食事をしたり、水を飲んだりするなど口腔内のpHに変化が起きたとき、唾液が正常な範囲に口腔内を保とうとその変化に抵抗するはたらきがあります。口腔内のpHは安静時に6.7〜7.6と中性(pH7)に近い数値を示しますが、飲食物摂取や口腔内にいる酸生産性をもつ細菌が酸を産出するなどして変化することがあります。
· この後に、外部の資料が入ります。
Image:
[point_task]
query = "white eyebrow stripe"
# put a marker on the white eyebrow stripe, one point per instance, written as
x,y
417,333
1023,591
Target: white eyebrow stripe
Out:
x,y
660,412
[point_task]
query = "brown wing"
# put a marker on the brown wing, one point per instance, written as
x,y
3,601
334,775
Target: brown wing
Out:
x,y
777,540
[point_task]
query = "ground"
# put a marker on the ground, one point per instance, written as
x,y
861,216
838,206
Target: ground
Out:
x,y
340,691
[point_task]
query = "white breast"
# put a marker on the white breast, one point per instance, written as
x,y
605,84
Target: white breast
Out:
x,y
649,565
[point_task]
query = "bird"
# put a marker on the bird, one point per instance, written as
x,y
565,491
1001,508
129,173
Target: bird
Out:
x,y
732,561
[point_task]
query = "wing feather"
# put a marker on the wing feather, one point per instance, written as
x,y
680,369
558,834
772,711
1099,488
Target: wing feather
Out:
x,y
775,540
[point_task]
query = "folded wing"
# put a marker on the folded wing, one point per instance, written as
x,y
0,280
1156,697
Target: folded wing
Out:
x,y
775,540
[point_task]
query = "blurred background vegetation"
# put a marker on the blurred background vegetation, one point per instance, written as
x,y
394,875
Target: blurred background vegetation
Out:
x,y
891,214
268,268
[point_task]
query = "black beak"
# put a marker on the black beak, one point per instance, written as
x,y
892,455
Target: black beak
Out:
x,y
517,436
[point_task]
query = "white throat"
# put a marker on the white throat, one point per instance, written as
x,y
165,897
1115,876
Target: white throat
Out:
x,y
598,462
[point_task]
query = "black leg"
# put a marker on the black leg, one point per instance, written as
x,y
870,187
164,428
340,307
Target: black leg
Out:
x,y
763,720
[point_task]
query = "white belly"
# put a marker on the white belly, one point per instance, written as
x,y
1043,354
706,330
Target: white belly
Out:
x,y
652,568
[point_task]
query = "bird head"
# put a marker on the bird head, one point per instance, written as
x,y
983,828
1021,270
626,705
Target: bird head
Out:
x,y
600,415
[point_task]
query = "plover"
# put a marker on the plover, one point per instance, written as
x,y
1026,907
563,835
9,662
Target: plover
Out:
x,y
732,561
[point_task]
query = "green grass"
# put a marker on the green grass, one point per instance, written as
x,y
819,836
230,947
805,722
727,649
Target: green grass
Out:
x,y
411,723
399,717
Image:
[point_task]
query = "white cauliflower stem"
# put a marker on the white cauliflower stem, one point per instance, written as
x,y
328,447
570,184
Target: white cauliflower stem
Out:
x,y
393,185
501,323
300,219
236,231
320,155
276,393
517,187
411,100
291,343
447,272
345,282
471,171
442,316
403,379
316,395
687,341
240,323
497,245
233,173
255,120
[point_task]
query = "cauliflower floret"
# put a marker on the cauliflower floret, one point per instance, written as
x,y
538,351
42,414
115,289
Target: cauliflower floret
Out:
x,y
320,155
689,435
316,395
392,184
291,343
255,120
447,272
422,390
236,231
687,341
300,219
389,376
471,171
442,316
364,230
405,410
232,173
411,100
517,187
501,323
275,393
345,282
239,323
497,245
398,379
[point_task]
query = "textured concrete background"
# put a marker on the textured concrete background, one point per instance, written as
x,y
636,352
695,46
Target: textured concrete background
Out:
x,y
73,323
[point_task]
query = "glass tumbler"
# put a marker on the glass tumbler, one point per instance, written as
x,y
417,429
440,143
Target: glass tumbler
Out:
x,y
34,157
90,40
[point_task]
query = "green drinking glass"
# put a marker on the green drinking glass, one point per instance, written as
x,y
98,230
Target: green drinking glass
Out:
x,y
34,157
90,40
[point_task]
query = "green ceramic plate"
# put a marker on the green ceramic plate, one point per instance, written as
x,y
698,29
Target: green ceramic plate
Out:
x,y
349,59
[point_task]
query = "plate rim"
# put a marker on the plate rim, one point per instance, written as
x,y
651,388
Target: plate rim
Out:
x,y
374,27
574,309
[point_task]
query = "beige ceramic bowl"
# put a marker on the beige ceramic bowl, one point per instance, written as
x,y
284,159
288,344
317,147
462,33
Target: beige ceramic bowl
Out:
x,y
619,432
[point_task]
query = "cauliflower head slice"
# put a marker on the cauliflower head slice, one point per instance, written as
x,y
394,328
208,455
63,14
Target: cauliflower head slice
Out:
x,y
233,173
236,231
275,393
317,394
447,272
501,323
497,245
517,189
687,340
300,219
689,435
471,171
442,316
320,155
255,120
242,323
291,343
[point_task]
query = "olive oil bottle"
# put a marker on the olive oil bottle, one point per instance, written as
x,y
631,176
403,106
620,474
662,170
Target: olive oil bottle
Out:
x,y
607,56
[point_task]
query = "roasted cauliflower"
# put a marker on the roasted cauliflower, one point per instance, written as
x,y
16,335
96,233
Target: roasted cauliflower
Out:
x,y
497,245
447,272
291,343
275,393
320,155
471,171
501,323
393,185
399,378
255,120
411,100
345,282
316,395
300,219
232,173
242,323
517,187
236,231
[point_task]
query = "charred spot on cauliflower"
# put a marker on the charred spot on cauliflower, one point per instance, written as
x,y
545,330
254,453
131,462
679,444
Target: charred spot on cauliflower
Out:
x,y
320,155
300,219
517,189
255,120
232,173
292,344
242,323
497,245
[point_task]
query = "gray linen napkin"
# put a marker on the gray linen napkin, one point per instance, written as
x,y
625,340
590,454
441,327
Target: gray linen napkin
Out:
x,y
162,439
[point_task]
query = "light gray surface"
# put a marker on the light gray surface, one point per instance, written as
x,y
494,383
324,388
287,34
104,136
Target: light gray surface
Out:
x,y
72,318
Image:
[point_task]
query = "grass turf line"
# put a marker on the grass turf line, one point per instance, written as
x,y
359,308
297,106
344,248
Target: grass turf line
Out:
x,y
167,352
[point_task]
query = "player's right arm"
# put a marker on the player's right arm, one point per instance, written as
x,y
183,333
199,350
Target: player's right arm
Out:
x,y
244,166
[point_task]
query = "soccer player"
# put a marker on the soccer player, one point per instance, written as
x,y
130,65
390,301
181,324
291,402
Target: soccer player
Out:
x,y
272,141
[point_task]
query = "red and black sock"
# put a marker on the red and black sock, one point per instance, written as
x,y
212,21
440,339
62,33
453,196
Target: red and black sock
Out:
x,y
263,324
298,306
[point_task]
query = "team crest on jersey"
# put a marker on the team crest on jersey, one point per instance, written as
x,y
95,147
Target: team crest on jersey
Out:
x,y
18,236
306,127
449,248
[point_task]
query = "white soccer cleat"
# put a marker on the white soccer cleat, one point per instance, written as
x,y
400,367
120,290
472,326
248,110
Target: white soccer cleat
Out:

これに対して唾液は緩衝液として作用して、口腔内環境を守る働きがあります。
ヒトの唾液の緩衝能のうち85〜95%が重炭酸塩システムによるものです。唾液中の重炭酸イオン濃度が増すと唾液のpHも上昇するが、その重炭酸イオン濃度は唾液分泌量に強く依存するため、唾液分泌量が多いと緩衝能が高く、少ないと緩衝能が低くなります。
食事の歯磨きのタイミング
食事をして、酸性に傾いた口腔内は、唾液の緩衝能の力で中性に戻ります。緩衝能は元々個人の持っている力で、人によって働きが強い人、弱い人がいます。この働きによって歯を磨くベストタイミングは、患者様それぞれ違うのです。
- 働きが強い人
緩衝能の働きが強い人は、30分前後に歯を磨くことをおすすめします。緩衝能の力で中性に戻るのが早いため、歯が溶けるのも遅くなります。そのため食事の後すぐに歯を磨く必要はありません。
- 働きが弱い人
緩衝能の働きが弱い人は、食事の後すぐに歯を磨くことをおすすめします。食事の後、中性に戻るのが遅いため、酸性の状態が続くことになります。歯は酸性によって溶けるため、酸性の状態が続くことは良いことではありません。歯を磨くことで中性にリセットすることができます。
まとめ
唾液検査で調べることができます
唾液に含まれる成分や虫歯菌の数、唾液がどれくらい出やすいかなどを調べることで虫歯のリスクを判定できる検査があります。8つのむし歯リスク・むし歯の原因を調べ、その項目の中にある唾液緩衝能の強さを調べることができます。ご自身の口腔内の状況を数値でみることができるため、患者様に合った具体的な治療法やアドバイスを行うことができます。